All notices, statements or other communications which are required or contemplated by this Agreement shall be in writing (unless otherwise expressly provided herein) and shall be either personally served at or mailed to the last known mailing address of the person entitled thereto (including by telefax or other means of electronic communication as provided below). In addition, a copy of each such notice, statement or communication intended for a party shall be furnished to such single additional addressee for that party as may be specified herein or specified in a like notice. All such notices, statements and other communications (or copies thereof) shall be deemed furnished to the person entitled thereto (a) on the date of service, if personally served at the last known mailing address of such person, or (b) on the date on which mailed, if mailed to such person in accordance with the terms of this Section. For purposes hereof, an item shall be considered mailed if the sender can establish that it was sent by means including, but not limited to, the following: (i) by United States Postal Service, postage prepaid and email; or (ii) by air courier service (Federal Express or the like) and email. Sender shall obtain written confirmation or proof of such communication (such as a transmission report, written acknowledgment from the recipient, or other reliable proof of delivery). For purposes hereof, the last known mailing address of International Fluid Solutions. shall be as follows:

If to International Fluid Solutions:
International Fluid Solutions
19 West Brooks Avenue
North Las Vegas, NV 89030-3949
sales@internationalfluidsolutions.com
Phone: 702.632.1366
Fax: 702.642.5276

With a copy to:
Lipson, Neilson, Cole, Seltzer & Garin, P.C.
9900 Covington Cross Drive, Suite 120
Las Vegas, Nevada 89144-7052
Attn: Joseph P. Garin, Esq.
jgarin@lipsonneilson.com
Ph: (702) 382-1500
Fax: (702) 382-1512

Any party may change the address to which such notices, statements and other communications (or copies thereof) are to be delivered or mailed, by furnishing written notice of such change to the other parties, in the manner specified above.

29. WAIVER OF JURY TRIAL.

EACH PARTY ACKNOWLEDGES AND AGREES THAT ANY CONTROVERSY WHICH MAY ARISE UNDER THESE TERMS AND ANY ORDER IS LIKELY TO INVOLVE COMPLICATED AND DIFFICULT ISSUES AND, THEREFORE, EACH SUCH PARTY IRREVOCABLY AND UNCONDITIONALLY WAIVES ANY RIGHT IT MAY HAVE TO A TRIAL BY JURY IN RESPECT OF ANY LEGAL ACTION ARISING OUT OF OR RELATING TO THESE TERMS AND ANY ORDER. EACH PARTY TO THESE TERMS AND ANY ORDER CERTIFIES AND ACKNOWLEDGES THAT: (1) NO REPRESENTATIVE OF ANY OTHER PARTY HAS REPRESENTED, EXPRESSLY OR OTHERWISE, THAT SUCH OTHER PARTY WOULD NOT SEEK TO ENFORCE THE FOREGOING WAIVER IN THE EVENT OF A LEGAL ACTION; (2) SUCH PARTY HAS CONSIDERED THE IMPLICATIONS OF THIS WAIVER; (3) SUCH PARTY MAKES THIS WAIVER VOLUNTARILY; AND, (4) SUCH PARTY HAS BEEN INDUCED TO ENTER INTO THESE TERMS AND ANY ORDER BY, AMONG OTHER THINGS, THE MUTUAL WAIVERS AND CERTIFICATIONS IN THESE TERMS.

30. Counterparts and Electronic Signatures.

Any signatures required by International Fluid Solutions may be executed in one or more counterparts, each of which shall be deemed an original, but all of which together shall constitute one and the same agreement.

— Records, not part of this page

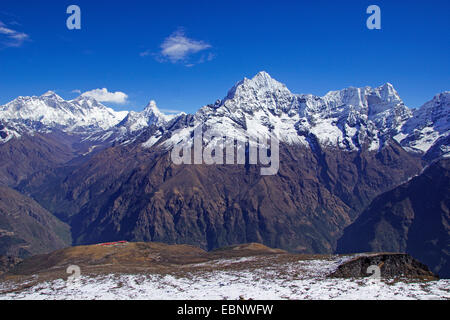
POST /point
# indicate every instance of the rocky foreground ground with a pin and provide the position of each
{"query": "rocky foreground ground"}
(251, 271)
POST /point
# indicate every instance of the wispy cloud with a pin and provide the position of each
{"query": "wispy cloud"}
(178, 48)
(103, 95)
(10, 37)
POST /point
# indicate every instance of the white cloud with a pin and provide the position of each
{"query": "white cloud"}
(103, 95)
(177, 47)
(10, 37)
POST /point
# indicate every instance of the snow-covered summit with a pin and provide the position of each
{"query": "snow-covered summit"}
(350, 119)
(150, 116)
(49, 111)
(429, 126)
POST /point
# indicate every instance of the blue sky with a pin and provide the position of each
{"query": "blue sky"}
(185, 54)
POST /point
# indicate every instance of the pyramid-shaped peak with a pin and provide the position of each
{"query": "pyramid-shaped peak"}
(51, 94)
(152, 108)
(263, 79)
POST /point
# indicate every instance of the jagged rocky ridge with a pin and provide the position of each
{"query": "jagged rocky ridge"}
(338, 152)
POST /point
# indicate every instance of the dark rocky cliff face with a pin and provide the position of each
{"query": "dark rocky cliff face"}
(390, 265)
(135, 194)
(412, 218)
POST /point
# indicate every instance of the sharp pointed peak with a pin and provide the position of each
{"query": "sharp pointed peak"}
(51, 93)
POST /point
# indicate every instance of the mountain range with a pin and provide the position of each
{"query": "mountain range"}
(108, 175)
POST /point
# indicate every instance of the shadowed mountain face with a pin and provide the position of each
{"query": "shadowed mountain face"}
(137, 194)
(26, 228)
(412, 218)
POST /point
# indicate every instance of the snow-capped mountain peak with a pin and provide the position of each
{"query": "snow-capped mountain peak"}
(50, 111)
(51, 95)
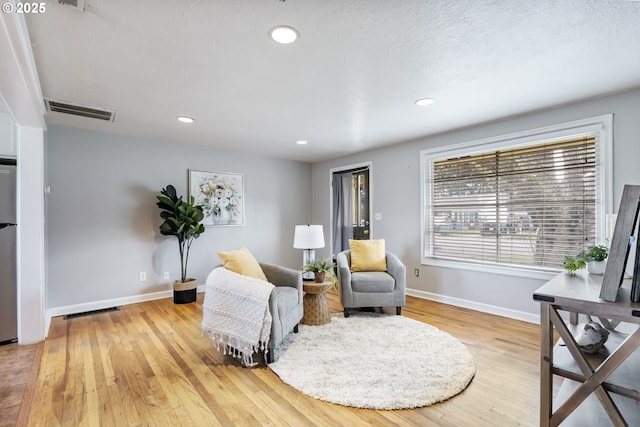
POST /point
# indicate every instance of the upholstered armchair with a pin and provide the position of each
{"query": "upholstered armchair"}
(285, 303)
(371, 288)
(237, 298)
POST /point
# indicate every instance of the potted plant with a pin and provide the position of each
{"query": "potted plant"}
(593, 258)
(182, 220)
(320, 268)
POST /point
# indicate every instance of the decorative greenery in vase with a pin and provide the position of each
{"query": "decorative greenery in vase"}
(321, 268)
(182, 220)
(594, 253)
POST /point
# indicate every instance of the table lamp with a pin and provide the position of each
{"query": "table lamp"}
(309, 238)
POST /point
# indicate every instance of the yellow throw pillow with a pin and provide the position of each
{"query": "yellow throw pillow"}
(241, 261)
(368, 255)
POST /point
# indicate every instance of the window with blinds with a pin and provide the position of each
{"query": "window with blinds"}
(527, 206)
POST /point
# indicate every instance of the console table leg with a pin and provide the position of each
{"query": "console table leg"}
(546, 363)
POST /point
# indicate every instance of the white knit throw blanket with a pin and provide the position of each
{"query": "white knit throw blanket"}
(236, 313)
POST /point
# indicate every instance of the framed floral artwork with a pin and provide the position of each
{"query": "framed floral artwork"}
(221, 195)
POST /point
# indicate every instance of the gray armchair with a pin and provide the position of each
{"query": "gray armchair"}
(371, 288)
(285, 303)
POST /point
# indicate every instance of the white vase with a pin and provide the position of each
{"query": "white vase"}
(596, 267)
(222, 217)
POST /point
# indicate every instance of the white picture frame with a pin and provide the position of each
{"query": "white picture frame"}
(221, 195)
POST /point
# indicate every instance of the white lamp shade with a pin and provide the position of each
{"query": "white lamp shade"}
(308, 237)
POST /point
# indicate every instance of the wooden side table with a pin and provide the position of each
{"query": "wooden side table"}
(316, 307)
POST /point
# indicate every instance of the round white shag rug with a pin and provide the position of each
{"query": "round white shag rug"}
(375, 361)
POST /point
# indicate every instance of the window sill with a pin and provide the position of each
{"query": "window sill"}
(514, 271)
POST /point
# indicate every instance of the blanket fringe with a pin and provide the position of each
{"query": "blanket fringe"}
(235, 347)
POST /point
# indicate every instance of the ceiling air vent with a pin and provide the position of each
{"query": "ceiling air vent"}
(79, 110)
(77, 4)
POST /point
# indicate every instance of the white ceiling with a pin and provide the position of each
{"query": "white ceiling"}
(350, 81)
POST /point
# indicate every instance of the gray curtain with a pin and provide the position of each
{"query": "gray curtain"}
(342, 224)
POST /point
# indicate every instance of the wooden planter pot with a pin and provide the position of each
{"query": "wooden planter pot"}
(184, 293)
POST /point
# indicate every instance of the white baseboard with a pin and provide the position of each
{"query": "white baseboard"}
(477, 306)
(102, 304)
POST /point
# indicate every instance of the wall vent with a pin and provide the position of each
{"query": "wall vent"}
(90, 312)
(79, 110)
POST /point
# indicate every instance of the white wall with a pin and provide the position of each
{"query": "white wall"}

A copy of a signature received through email, telefax transmission or other electronic means (including files in Adobe .pdf or similar format) shall bind the party whose signature is so received, and shall be considered for all purposes, as if such signature were an original.

31. Waiver of Consequential Damages.

To the fullest extent permitted by law, International Fluid Solutions shall not be liable to Buyer for any special, indirect, incidental or consequential damages of any kind or nature whatsoever, whether caused by International Fluid Solutions’s negligence, errors, omissions, strict liability, breach of contract, breach of warranty or other cause or causes, including but not limited to, loss of use of equipment or facility, loss of production, and loss of profits or revenue.